RUN apk update && apk add --no-cache --update busybox-suid
RUN wget https://github.com/AlexAkulov/clickhouse-backup/releases/download/v1.5.2/clickhouse-backup-linux-amd64.tar.gz
RUN tar -xzf clickhouse-backup-linux-amd64.tar.gz
RUN cd build/linux/amd64/ && cp clickhouse-backup /bin/clickhouse-backup
RUN cd ~ && rm -rf clickhouse-backup-linux-amd64.tar.gz build

COPY ./cron /etc/crontabs/root
COPY ./backup.sh /var/lib/backup.sh
COPY ./entrypoint.sh /entrypoint.sh

!Disclaimer: All three scripts have to be executable, for example, modify them with chmod 777.

This Dockerfile is then the base for the Clickhouse database image. To build it we will add the following container configuration to our docker-compose.yml:

    plausible_events_db:
        container_name: plausible_events_db
        build: ./
        image: clickhouse-server
        restart: unless-stopped
        volumes:
            - ./plausible/event-data:/var/lib/clickhouse
        environment:
            BACKUPS_TO_KEEP_LOCAL: 14
            BACKUP_PRE: plausible
        ulimits:
            nofile:
                soft: 262144
                hard: 262144

With this configuration of the cron file and the environment variable BACKUPS_TO_KEEP_LOCAL we create one backup a day and keep it for 14 days.

The backups for Postgres can be found in ./plausible/backup and the backups for clickhouse can be found in ./plausible/event-data/backup.

With this, we set up automated backups for plausible.
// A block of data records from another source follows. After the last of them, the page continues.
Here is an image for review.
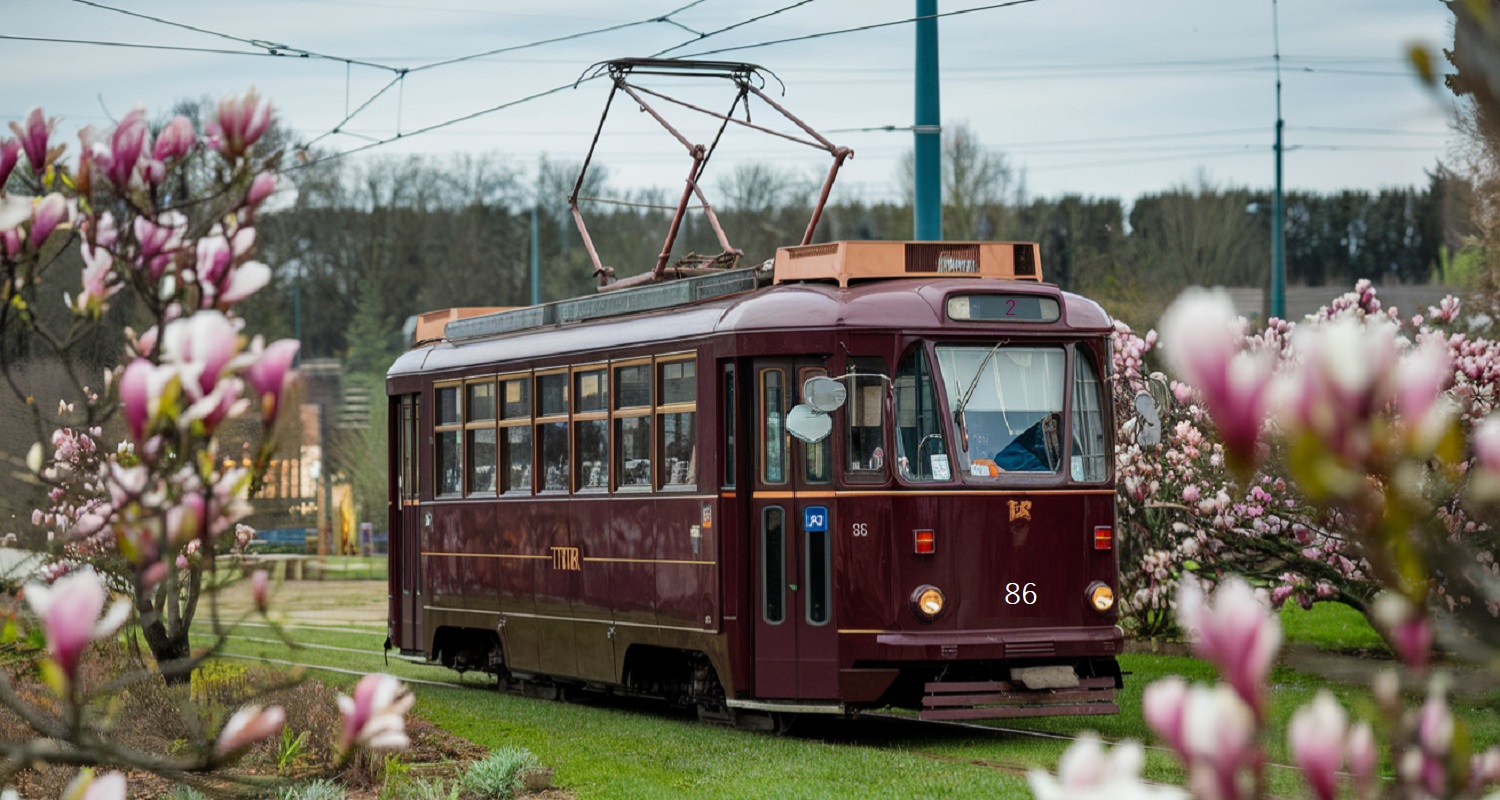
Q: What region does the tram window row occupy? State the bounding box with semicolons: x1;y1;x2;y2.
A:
432;353;698;498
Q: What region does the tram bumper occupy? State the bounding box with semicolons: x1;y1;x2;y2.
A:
875;626;1125;660
846;626;1124;719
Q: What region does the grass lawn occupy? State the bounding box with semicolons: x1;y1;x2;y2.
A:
205;606;1500;798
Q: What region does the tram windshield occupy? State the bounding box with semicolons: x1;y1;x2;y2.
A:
935;341;1067;477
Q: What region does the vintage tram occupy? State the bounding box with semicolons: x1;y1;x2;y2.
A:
387;242;1122;726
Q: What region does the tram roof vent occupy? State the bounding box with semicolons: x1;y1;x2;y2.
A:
776;242;1041;287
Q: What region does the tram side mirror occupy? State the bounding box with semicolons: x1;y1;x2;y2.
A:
1136;392;1161;447
803;375;849;414
786;405;834;444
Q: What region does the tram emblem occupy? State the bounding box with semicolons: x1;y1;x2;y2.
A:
552;548;584;569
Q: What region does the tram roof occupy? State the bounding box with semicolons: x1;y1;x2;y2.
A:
387;278;1112;377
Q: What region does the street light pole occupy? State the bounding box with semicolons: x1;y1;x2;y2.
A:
912;0;942;242
1271;0;1287;320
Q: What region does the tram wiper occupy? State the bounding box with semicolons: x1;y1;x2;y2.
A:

Now let’s have a look at how to recover the data in case of a data loss!

Recover the data from Backups

In this section, we will have a look at how to recover the data of the two different databases.

PostgreSQL

  1. docker stop plausible_db
  2. docker rm plausible_db
  3. rename the old data folder
  4. docker compose up -d plausible_db
  5. docker restart plausible
  6. check in the browser if everything works as expected (no websites there)
  7. docker exec -it plausible_db bash -c "zcat /var/lib/postgresql/backup/postgres/<backup-dir>/<backup-file>.sql.gz | psql --username=postgres --dbname=plausible_db -W"

Clickhouse

  1. docker stop plausible_events_db
  2. docker rm plausible_events_db
  3. move the backups directory out of the event-data folder
  4. rename the old event-data folder
  5. docker compose up -d plausible_events_db
  6. docker restart plausible
  7. check in the browser if everything works as expected (websites there, but no data)
  8. move the backup folder back into the new event-data folder
  9. docker exec plausible_events_db bash -c "clickhouse-backup restore <backup-dir-name>"

With this, you can recover data after a data loss!

Conclusion

In this post, we created automated backups for plausible by creating a companion container and by updating the clickhouse instance required for plausible. We learned how to set up the backup creation and we also learned how to recover the data in case of a data loss!

I hope this post helped you set up automated backups and that keeps you safe from the struggle that I had when losing my data.